Par Mountchi Gilbert*
Il y a de cela moins de cinq ans, les Lamé n’avaient aucune connaissance, sinon juste approximative de leur passé à cause de l’inexistence des sources écrites et orales fiables. Face à la volonté de s'approprier de leur histoire qui conditionne sans aucun doute leur présent et leur avenir, les fils et filles Lamé se sont mis au travail, chacun à son niveau. Comme résultat : l’on sait aujourd’hui que les Lamé sont l’un des plus anciens peuples d’Afrique. Ils ont vécu dans la région du Lac Tchad bien avant le XVe siècle. Ils ont fondé leur première chefferie au Cameroun plus précisément aux pieds de la chaine montagneuse mont Gumbayré au début XVIe siècle. Ils ont été victorieux face à la conquête peule au XVIIIe siècle et plusieurs autres faits dont nous nous réservons de citer dans cet article.
Si aujourd’hui ces faits sont indiscutables, mais le doute persiste toujours. Ce peuple qui constitue un grand groupe dans les Républiques du Cameroun et du Tchad, vive dans l’anonymat total. Ils sont méconnus de leurs concitoyens respectifs. Par exemple, il vous suffit juste de dire à un compatriote : « je suis Lamé » et vous verrez la peine qu’il aura à prononcer ce nom. A mon humble avis, ceci ne devrait pas poser un problème, car l’on sait que les Etats d’Afrique sont caractérisés par une multiplicité ethnique. Mais si les choses doivent persister jusqu’à sur notre propre sol, c’est inadmissible.
Moins d’une semaine, dans un forum WhatsApp, des frères et sœurs en débattaient de l’omission du peuple Lamé de la liste des groupes ethniques de la commune de Rey Bouba dans le document intitulé Plan Communal de Développement (PCD) de ladite commune. Un territoire où ils y vivent depuis le XVIe siècle et qu’ils sont aujourd’hui majoritaires à plus de 70 %. Ces dernières années, ce sujet a toujours préoccupé plus d’un mais sans aucune solution.

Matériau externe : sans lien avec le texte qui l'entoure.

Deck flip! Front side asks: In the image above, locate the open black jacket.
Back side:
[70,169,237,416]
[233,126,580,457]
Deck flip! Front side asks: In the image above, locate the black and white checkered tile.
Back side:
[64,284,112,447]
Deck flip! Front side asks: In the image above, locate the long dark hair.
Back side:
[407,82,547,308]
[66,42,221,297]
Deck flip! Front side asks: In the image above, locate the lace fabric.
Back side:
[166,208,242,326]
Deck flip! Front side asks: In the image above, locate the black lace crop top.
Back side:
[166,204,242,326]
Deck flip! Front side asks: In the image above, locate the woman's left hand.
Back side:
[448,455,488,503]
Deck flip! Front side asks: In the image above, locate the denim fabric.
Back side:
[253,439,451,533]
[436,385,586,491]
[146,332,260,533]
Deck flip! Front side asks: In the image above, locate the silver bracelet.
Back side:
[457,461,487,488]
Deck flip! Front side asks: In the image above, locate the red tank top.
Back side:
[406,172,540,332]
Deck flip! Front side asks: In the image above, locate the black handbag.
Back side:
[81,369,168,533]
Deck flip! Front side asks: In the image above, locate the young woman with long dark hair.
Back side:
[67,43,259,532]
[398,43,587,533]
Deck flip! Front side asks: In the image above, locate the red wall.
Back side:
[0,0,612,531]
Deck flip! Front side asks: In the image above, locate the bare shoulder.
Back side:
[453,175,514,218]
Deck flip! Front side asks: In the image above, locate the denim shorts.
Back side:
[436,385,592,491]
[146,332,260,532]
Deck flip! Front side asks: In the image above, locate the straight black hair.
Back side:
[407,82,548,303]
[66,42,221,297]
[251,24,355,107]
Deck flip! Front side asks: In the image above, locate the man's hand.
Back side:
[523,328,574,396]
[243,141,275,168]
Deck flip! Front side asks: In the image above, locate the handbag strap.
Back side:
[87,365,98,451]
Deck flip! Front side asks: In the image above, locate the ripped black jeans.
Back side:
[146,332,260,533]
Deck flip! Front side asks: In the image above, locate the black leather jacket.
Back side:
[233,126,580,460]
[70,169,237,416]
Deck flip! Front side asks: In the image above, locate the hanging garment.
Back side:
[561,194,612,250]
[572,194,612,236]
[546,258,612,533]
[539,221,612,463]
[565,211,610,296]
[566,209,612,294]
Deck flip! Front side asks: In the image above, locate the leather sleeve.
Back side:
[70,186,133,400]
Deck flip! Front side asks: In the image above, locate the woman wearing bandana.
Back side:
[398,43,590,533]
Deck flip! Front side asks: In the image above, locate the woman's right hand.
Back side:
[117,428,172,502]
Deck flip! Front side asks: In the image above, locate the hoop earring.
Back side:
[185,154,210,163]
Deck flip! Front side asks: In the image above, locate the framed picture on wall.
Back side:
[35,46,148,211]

Face à la rage de chacun des intervenants, je me suis proposé en porte-parole d’une lettre pétition à adresser au maire de la localité afin qu’il se prononce sur les raisons pouvant expliquer cet acte grave et inadmissible qui est susceptible de fragiliser la paix sociale dans cet arrondissement.
Sans le savoir, je venais de toucher une ruche d’abeilles. Tous ceux qui étaient virulents au début se sont tus. Et les quelques-uns qui ont soutenu mordicus mon idée, lorsque j’ai essayé de les joindre sont pris de panique.
Qu’est-ce qu’un Plan Communal de Développement (PCD) ?
Elaboré dans les années 2010-2011 sous l’auspice du Programme National de Développement Participatif (PNDB), le PCD est un « document qui ressort les atouts, les potentialités mais aussi les besoins de tous les villages et localités dans une commune dans tous les secteurs de la vie économique et sociale. Il a dans sa première partie, la présentation de la commune sur les plans biophysique, sociologique, historique, géographique et autre » peut-on lire sur le site du PNDB.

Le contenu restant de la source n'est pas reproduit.